O adam, Bone Collector’dı. Savunmacıları öyle sık uçururdu ki, sakatlıktan kurtulamazlardı. Her iki adam da Rucker’da seyircilerin saygısını kazanmıştı.
“Yağmur fena bastırmıştı” demişti Williams’a, 17 yıl sonra.
Williams da başını sallayarak onayladı.
Anlaşıldığı üzere, Bryant’ın Harlem’e gelişi, kendisininki de dahil olmak üzere, birçok hayata etki etmişti. Belki de hayatında ilk kez, mesele oyunla ilgili değildi – oyunu oynadığı yerle ilgiliydi.

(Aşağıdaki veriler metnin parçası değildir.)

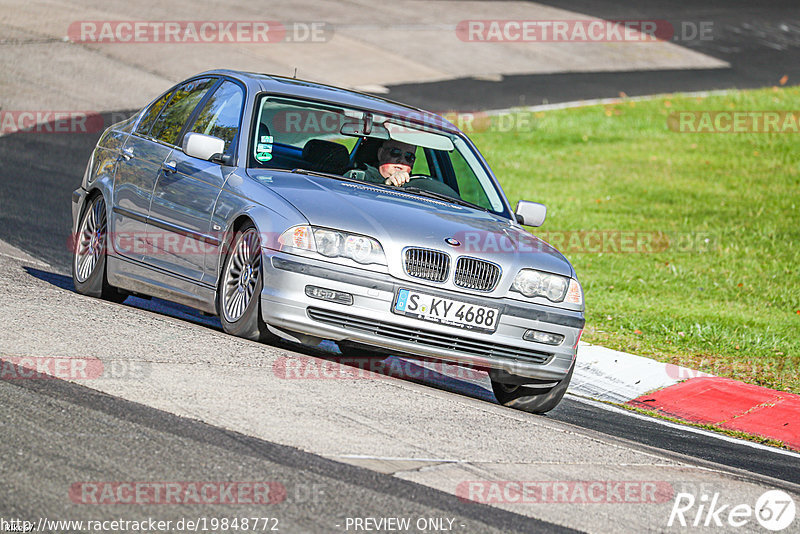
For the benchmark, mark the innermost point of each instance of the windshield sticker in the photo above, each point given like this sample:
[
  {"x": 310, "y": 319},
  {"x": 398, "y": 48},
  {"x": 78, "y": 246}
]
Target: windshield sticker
[{"x": 264, "y": 149}]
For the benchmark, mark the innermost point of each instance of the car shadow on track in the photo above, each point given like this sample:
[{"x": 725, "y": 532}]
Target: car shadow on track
[{"x": 461, "y": 380}]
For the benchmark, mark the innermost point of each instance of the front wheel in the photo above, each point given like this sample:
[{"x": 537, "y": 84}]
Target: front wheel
[
  {"x": 89, "y": 254},
  {"x": 239, "y": 293},
  {"x": 530, "y": 399}
]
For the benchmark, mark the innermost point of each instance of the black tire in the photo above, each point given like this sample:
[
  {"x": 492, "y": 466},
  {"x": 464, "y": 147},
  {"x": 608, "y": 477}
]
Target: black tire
[
  {"x": 89, "y": 252},
  {"x": 530, "y": 399},
  {"x": 241, "y": 315}
]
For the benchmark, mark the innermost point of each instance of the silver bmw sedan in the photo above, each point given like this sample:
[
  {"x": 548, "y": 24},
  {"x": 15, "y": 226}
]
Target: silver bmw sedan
[{"x": 303, "y": 211}]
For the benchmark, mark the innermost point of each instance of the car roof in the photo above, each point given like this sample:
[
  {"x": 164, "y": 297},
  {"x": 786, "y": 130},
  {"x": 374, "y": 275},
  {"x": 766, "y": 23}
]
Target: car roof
[{"x": 270, "y": 83}]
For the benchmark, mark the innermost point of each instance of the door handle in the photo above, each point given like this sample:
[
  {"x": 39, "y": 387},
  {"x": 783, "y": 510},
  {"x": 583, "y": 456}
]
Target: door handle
[{"x": 126, "y": 153}]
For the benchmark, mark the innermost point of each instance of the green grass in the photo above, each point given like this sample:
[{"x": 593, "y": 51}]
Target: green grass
[{"x": 729, "y": 305}]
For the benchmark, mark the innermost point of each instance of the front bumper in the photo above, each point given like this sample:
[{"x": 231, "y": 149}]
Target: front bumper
[{"x": 369, "y": 320}]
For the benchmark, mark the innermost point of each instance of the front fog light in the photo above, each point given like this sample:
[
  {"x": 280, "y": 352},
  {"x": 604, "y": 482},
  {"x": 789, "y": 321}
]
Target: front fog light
[{"x": 543, "y": 337}]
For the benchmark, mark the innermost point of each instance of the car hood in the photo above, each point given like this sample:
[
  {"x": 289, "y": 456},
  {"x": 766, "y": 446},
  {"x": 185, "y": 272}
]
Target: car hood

‘Prime Objective’: Rucker’da oynamayı ne kadar çok sevdiğinden ve böyle şeyler yapmayı ne kadar çok istediğinden bahsediyordu. New York’ta yaşıyor olsaydı bunu hep yapardı.
‘Boobie Smooth’: Şampiyonluk kazanmış birinin oraya çıkıp oynadığını ve hâlâ bir şeyler kanıtlamak istediğini görmek... Final serisi maçlarını yerinde izleyemeyip, bunun için yeterli parası olmayan insanlara kendisini izleme imkanı sunmak... Oradaki insanlar için çok şey ifade ediyordu. Hâlâ bunun hakkında konuşuyorlar.
Mallozzi: Birkaç yıl sonrasında Kobe ile konuştum. Barınaklardaki insanlara yiyecek dağıtarak 2 kilometre kadar yürüdük. Harlem’de, Lennox Bulvarı’ndan aşağıya doğru yürümüştük sanırım. Rucker ziyaretinin, kariyerindeki en büyük deneyimlerden birisi olduğunu söylemişti. Hatırladığım kadarıyla şöyle demişti: “Bütün büyük oyuncular o parktan geçti, Wilt oradan geçti. Walt Frazier, Earl Monroe...”
Mishkin: Rucker elbette tarihinde efsanevi oyuncular bulunan bir yer; çünkü elimizde bazı görüntüler olsa da, hikayeler anlatılarak nesilden nesile yayılıyor. O akşam orada bulunan insanların, o günden bu yana birçok kez bu konuyla alakalı hikayeler anlattığından hiç şüphem yok.
Greg Marius (Rucker Park ile alakalı bir videodan): Kobe Bryant’ın geleceği günü, iki yılı aşkın zamandır bekliyorduk... Bizim için tarih yazdı.
Kobe Bryant (aynı videodan): O günden aklımda kalacak olan şey, maçı izleyen insanlar ve onlarla girdiğim etkileşim. Birlikte iyi vakit geçirmek ve laf dalaşı yapmak. Ve tabii güzel basketbol.